Ghebreab's comments came as attacks – blamed on a new group, the Niger Delta Avengers (NDA) –considerably affected the country's oil industry, which accounts for more than 70% of government revenues.

Earlier in June, oil production dropped to 1.4 million barrels per day, from 2.2m bpd. Latest estimates by the state-run Nigerian National Petroleum Corporation (NNPC) said production increased to 1.9m barrels as the region has not experienced attacks in the past two weeks.

Niger Delta,
Militants in the Niger Delta took hold in the early 2000s following the deterioration of people's living conditions worsened by environmental problems and oil spillages blamed on foreign oil exploration Getty

Militants in Niger Delta

Militant groups in the oil-rich Niger Delta region took hold in the early 2000s following the deterioration of living conditions blamed on the increase of oil-related activities by foreign exploration corporations. Tensions flared up in local communities as some ethnic groups felt they were being exploited and did not benefit from the crude oil on their land.

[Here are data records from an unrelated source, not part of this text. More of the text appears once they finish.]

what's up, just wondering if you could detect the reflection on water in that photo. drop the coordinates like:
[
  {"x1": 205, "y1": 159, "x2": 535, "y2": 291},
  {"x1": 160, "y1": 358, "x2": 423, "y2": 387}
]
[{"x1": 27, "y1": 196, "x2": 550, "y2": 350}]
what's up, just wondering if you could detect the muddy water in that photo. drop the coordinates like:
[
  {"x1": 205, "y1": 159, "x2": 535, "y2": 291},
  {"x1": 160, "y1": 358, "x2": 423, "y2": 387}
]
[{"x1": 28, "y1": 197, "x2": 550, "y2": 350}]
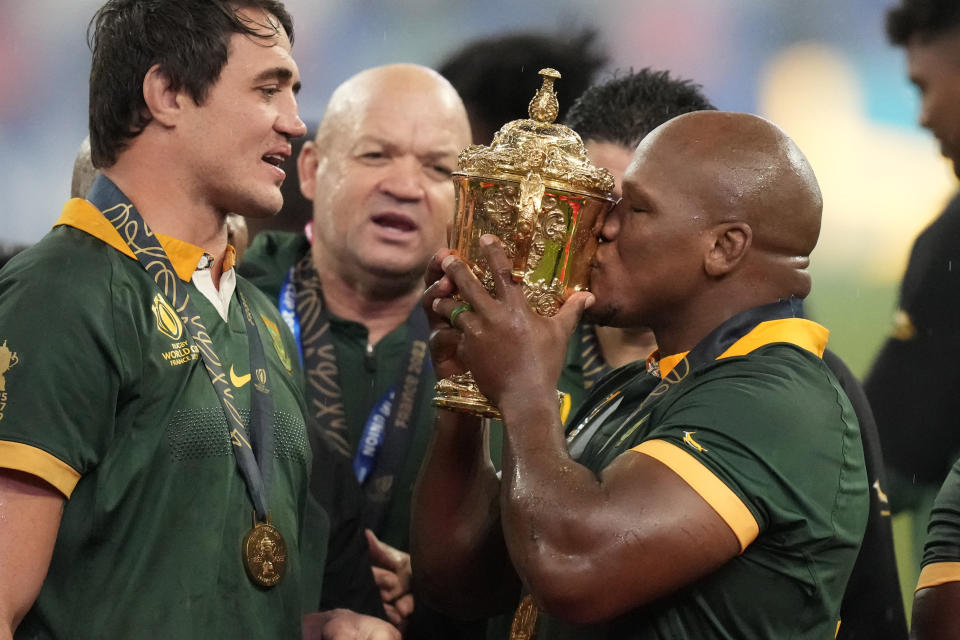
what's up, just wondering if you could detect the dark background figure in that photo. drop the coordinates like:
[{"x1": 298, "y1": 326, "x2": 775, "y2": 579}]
[
  {"x1": 438, "y1": 29, "x2": 608, "y2": 145},
  {"x1": 874, "y1": 0, "x2": 960, "y2": 636},
  {"x1": 867, "y1": 0, "x2": 960, "y2": 574}
]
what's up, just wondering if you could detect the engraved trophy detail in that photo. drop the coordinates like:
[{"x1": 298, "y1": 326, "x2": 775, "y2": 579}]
[{"x1": 433, "y1": 68, "x2": 617, "y2": 419}]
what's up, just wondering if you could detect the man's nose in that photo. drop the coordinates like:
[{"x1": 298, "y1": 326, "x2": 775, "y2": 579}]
[
  {"x1": 381, "y1": 156, "x2": 426, "y2": 201},
  {"x1": 278, "y1": 96, "x2": 308, "y2": 139},
  {"x1": 599, "y1": 199, "x2": 623, "y2": 242}
]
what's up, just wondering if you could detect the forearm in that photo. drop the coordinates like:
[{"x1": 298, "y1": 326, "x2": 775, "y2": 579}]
[
  {"x1": 498, "y1": 392, "x2": 607, "y2": 592},
  {"x1": 0, "y1": 469, "x2": 64, "y2": 638},
  {"x1": 411, "y1": 410, "x2": 518, "y2": 618}
]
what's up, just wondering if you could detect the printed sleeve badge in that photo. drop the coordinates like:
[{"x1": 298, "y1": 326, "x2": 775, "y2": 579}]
[{"x1": 0, "y1": 339, "x2": 19, "y2": 421}]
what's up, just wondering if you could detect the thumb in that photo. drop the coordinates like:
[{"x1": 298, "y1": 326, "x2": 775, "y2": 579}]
[
  {"x1": 555, "y1": 291, "x2": 594, "y2": 337},
  {"x1": 365, "y1": 528, "x2": 401, "y2": 569}
]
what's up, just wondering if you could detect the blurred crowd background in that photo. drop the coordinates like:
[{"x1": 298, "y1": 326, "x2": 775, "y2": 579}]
[{"x1": 1, "y1": 0, "x2": 955, "y2": 610}]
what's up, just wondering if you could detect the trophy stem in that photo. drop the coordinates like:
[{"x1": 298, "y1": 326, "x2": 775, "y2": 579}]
[{"x1": 433, "y1": 371, "x2": 503, "y2": 419}]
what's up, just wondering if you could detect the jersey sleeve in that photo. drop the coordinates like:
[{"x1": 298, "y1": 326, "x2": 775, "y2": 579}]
[
  {"x1": 630, "y1": 348, "x2": 866, "y2": 554},
  {"x1": 0, "y1": 237, "x2": 126, "y2": 496},
  {"x1": 917, "y1": 460, "x2": 960, "y2": 590}
]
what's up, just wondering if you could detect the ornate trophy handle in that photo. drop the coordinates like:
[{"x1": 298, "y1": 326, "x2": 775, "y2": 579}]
[{"x1": 513, "y1": 172, "x2": 545, "y2": 281}]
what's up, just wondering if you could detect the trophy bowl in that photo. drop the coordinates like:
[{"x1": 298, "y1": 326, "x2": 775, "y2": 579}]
[{"x1": 433, "y1": 68, "x2": 616, "y2": 419}]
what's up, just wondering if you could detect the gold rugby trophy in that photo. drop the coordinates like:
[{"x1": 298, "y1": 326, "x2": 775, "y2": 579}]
[{"x1": 433, "y1": 68, "x2": 617, "y2": 419}]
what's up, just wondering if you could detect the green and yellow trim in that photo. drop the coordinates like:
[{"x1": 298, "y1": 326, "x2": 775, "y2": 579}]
[
  {"x1": 717, "y1": 318, "x2": 828, "y2": 360},
  {"x1": 657, "y1": 317, "x2": 828, "y2": 378},
  {"x1": 632, "y1": 439, "x2": 759, "y2": 552},
  {"x1": 916, "y1": 562, "x2": 960, "y2": 591},
  {"x1": 0, "y1": 441, "x2": 81, "y2": 498},
  {"x1": 55, "y1": 199, "x2": 236, "y2": 281}
]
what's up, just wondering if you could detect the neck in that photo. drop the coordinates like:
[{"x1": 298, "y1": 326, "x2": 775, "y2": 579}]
[
  {"x1": 312, "y1": 260, "x2": 420, "y2": 346},
  {"x1": 593, "y1": 326, "x2": 657, "y2": 368},
  {"x1": 103, "y1": 162, "x2": 229, "y2": 287}
]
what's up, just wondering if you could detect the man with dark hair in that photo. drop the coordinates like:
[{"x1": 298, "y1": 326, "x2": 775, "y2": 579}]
[
  {"x1": 561, "y1": 70, "x2": 906, "y2": 640},
  {"x1": 875, "y1": 1, "x2": 960, "y2": 636},
  {"x1": 0, "y1": 2, "x2": 396, "y2": 638},
  {"x1": 438, "y1": 30, "x2": 608, "y2": 145},
  {"x1": 413, "y1": 111, "x2": 868, "y2": 639}
]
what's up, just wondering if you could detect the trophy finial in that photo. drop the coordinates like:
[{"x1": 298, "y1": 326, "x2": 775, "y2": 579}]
[{"x1": 528, "y1": 68, "x2": 561, "y2": 123}]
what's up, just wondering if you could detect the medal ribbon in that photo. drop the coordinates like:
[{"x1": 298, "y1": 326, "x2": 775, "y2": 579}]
[
  {"x1": 88, "y1": 175, "x2": 275, "y2": 522},
  {"x1": 284, "y1": 253, "x2": 431, "y2": 532}
]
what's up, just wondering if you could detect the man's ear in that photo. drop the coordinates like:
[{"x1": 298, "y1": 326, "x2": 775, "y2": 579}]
[
  {"x1": 298, "y1": 140, "x2": 322, "y2": 201},
  {"x1": 704, "y1": 221, "x2": 752, "y2": 277},
  {"x1": 142, "y1": 64, "x2": 185, "y2": 128}
]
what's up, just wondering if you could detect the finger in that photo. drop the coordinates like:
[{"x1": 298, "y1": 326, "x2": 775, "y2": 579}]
[
  {"x1": 371, "y1": 568, "x2": 404, "y2": 601},
  {"x1": 428, "y1": 327, "x2": 468, "y2": 378},
  {"x1": 477, "y1": 234, "x2": 524, "y2": 303},
  {"x1": 432, "y1": 297, "x2": 475, "y2": 330},
  {"x1": 365, "y1": 529, "x2": 396, "y2": 570},
  {"x1": 555, "y1": 291, "x2": 595, "y2": 338},
  {"x1": 393, "y1": 594, "x2": 415, "y2": 618},
  {"x1": 424, "y1": 249, "x2": 455, "y2": 291},
  {"x1": 423, "y1": 276, "x2": 457, "y2": 324},
  {"x1": 382, "y1": 603, "x2": 403, "y2": 627},
  {"x1": 439, "y1": 254, "x2": 494, "y2": 314}
]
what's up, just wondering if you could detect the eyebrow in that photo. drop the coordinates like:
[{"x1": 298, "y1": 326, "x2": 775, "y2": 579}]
[{"x1": 254, "y1": 67, "x2": 301, "y2": 94}]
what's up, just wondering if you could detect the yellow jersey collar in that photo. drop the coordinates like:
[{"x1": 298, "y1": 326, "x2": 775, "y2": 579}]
[
  {"x1": 658, "y1": 317, "x2": 828, "y2": 378},
  {"x1": 54, "y1": 198, "x2": 236, "y2": 281}
]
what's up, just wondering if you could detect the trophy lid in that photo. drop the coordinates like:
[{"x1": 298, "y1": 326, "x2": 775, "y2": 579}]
[{"x1": 455, "y1": 68, "x2": 615, "y2": 200}]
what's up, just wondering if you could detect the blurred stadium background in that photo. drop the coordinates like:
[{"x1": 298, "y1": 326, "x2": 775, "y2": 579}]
[{"x1": 1, "y1": 0, "x2": 955, "y2": 612}]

The oil spills, which considerably damaged the environment and affected people's health, further deepened the communities' frustrations. After being elected in 2015, Buhari extended a 2009 amnesty granted to 30,000 former militants in the area.

The NDA is the latest militant group to wage war against Nigeria, due to perceived marginalisation in the Delta.

Attacks blamed on the group, which emerged earlier this year, have forced Chevron and Royal Dutch Shell to close two plants, with the group vowing to bring the country's oil production down "to zero".

President Muhammadu Buhari had been scheduled to travel to Ogoniland, in the Niger Delta, to discuss with regional leaders ways to tackle renewed violence in the region and to launch a clean-up operation in areas polluted by years of oil spills. The leader, however, cancelled the visit.

Just before the cancellation, IBTimes UK reported that a man suspected of belonging to the NDA warned the president's life would be in danger if he visited the Niger Delta.

Earlier this month, reports claimed the federal government had reached a 30-day truce with militants in the Niger Delta, including NDA members.

The NDA, however, later denied the claims and urged Buhari to visit the country's south-east to witness the scale of damage caused by years of oil spills.